Mimo to, kwestia różnic płciowych nie jest rozstrzygnięta i budzi wiele kontrowersji, zwłaszcza w epoce ponowoczesności.
Współcześnie, cechy męskie, np. niezależność finansowa, asertywność, tupet, pewność
siebie występują często u niektórych kobiet (np. business woman) i
odwrotnie cechy żeńskie są obecne u niektórych mężczyzn (np. tych, skoncentrowanych
na swoim rozwoju intelektualnym). Ponadto zdarza się, że coraz częściej mężczyźni pełnią obowiązki, które w modelu rodziny tradycyjnej są utożsamiane wyłącznie z kobietami (pranie,
gotowanie, sprzątanie, robienie zakupów, opiekowanie się dziećmi ) i odwrotnie kobiety
pełnią obowiązki zarezerwowane kiedyś tylko dla mężczyzn, np. coraz więcej
kobiet jest świetnymi kierowcami lub przedsiębiorcami.

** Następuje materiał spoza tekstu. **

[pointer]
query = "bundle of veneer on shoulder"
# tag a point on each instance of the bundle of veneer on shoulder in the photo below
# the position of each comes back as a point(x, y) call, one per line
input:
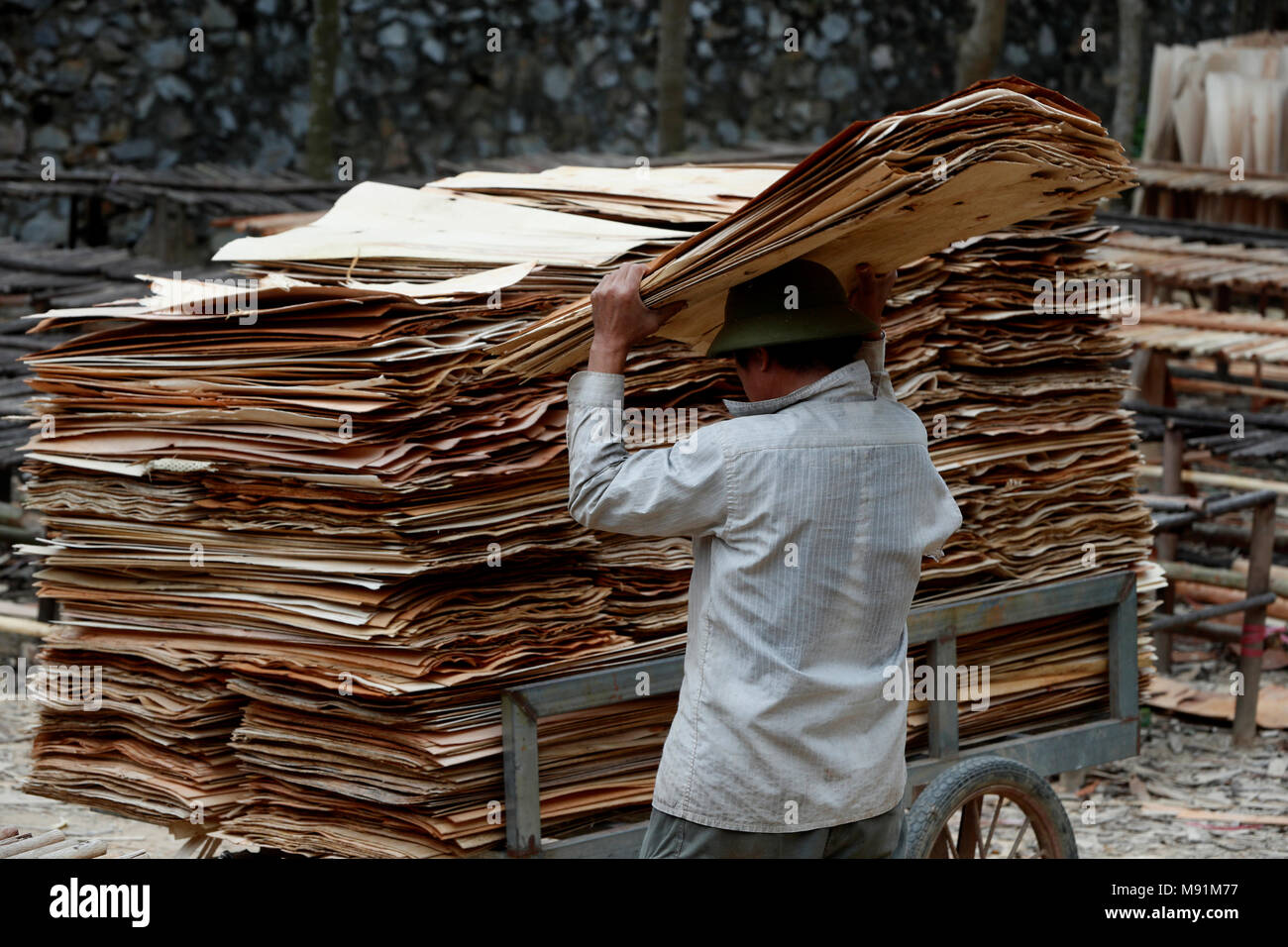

Wydaje się też, że niepewność kobiet w zakresie tego, czy są one atrakcyjne lub pociągające dla swoich potencjalnych partnerów - mężczyzn, może wiązać się z romantycznym zauroczeniem, być może czyniąc to intymne doświadczenie bardziej intensywnym.
LITERATURA:
Pines A.M. (1998). A prospective
study of personality and gender differences in romantic attraction. Personality
and Individual Differences 25, 147–157.
Whitchurch E.R., Wilson T.D., Gilbert D.T. (2011). "He loves me, he loves me not...": uncertainty can increase romantic attraction. Psychological Science, 22, 172-175.